The Teddies are named for Ted Weatherill, a former federal bureaucrat dismissed in 1998 for his lavish expenses.
Among the blatant waste found by the federation this year is a committee of the Alberta Legislature – the Standing Committee on Privileges, Elections, Standing Orders and Printing – that has 21 members (one-quarter of the 83 MLAs), each of whom is paid an extra $1,000 a month, but which has not met in over three years.
There are City of Montreal snowplows that drive around blading city streets even when there is no snow and a $284-million federal incentive program aimed at getting tobacco farmers to quit the business that was so lucrative it managed to double the number of tobacco growers in Canada in a single year as farmers got into the business just so they could be paid to get out again.
The City of St. Albert in Alberta decided, largely in secret, to spend $280,000 in ratepayers dollars to acquire a Starbucks franchise for a municipal hockey and sports complex that already had a private coffee shop and smoothie bar. Meanwhile, the National Capital Commission spend $5.2 million on seven temporary warming huts along the length of the skating rink on the Rideau Canal for a skating season that seldom lasts longer than six to eight weeks. The NCC’s explanation? The world’s longest skating rink is “iconic,” so therefore deserved the $750,000-a-pop huts.

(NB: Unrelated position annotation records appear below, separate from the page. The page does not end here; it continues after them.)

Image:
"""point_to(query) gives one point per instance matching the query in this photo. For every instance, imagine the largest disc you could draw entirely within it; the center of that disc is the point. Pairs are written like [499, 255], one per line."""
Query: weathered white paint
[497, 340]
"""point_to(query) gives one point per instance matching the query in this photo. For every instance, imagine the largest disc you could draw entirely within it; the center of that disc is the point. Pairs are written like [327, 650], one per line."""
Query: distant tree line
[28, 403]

At about the same time as the CTF was awarding its golden piglets for Teddy winners, across town in Ottawa federal Public Sector Integrity Commissioner Mario Dion was announcing that after five years in existence, his office had finally managed to identify its first and only public service fraudster.
According to a report tabled in Parliament, a regional manager at Human Resources and Skills Development Canada used public funds to purchase several personal items, including two HD TVs for her home from a business in which she had a financial interest.

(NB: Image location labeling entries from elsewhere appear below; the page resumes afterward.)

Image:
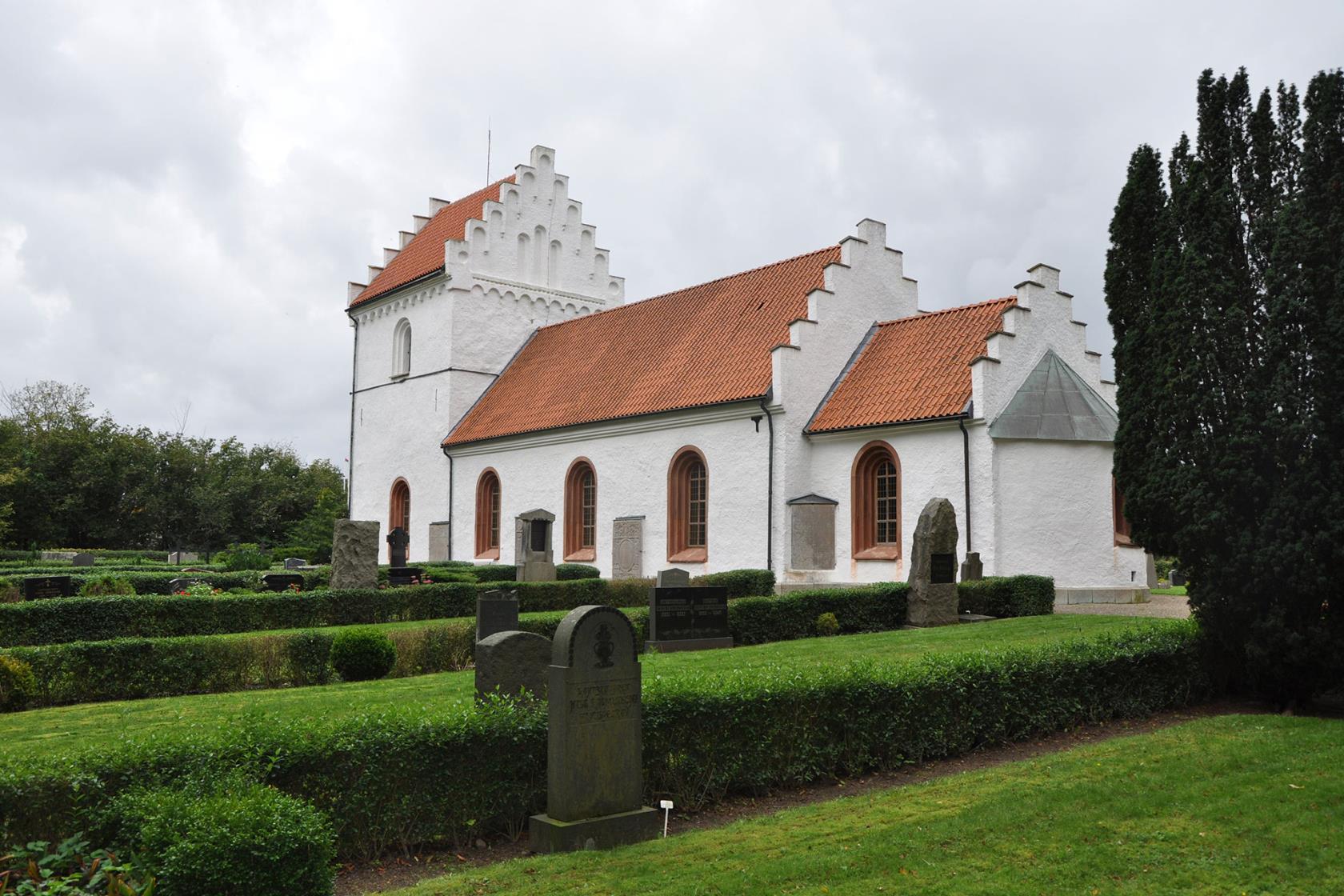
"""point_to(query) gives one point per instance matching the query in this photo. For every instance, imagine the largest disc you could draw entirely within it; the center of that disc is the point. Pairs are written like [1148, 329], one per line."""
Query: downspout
[444, 448]
[769, 490]
[966, 457]
[350, 461]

She had also purchased massage chairs, taken a government printer and office furniture for use in a fitness studio she owned and used a government vehicle almost exclusively for personal driving. Mr. Dion concluded, “I have determined that the breadth, severity and frequency of the manager’s wrongdoing constitute gross mismanagement.” D-uh. Do you really think so?
But despite Mr. Dion’s crowing about finally finding a corrupt federal official after having failed to do so for half a decade, he then refused to name her, saying he didn’t need to disclose her identity in order to fully describe her wrongdoing. Moreover, because the woman was no longer with the public service, he was unable to take action against her.
But what about the need to protect taxpayers, Mr. Dion? If there is no naming (and therefore no shaming) and if your office is unwilling to press charges against this woman or even sue her to recover the cost of goods and services she stole or misused, what is the point of having your office in the first place? It’s taken you five years to come up with even a single example of abuse of taxpayers’ money and even then you are too timid to identify the fraudster or make any effort to have her punished.
So here’s a two-pronged suggestion: Next year the CTF should think of awarding a Teddy to Mr. Dion and his largely useless office. But before that, if Finance Minister Jim Flaherty is truly serious about slicing billions from Ottawa’s bloated spending in his March 29 budget, he should think about axing the office of the integrity commissioner.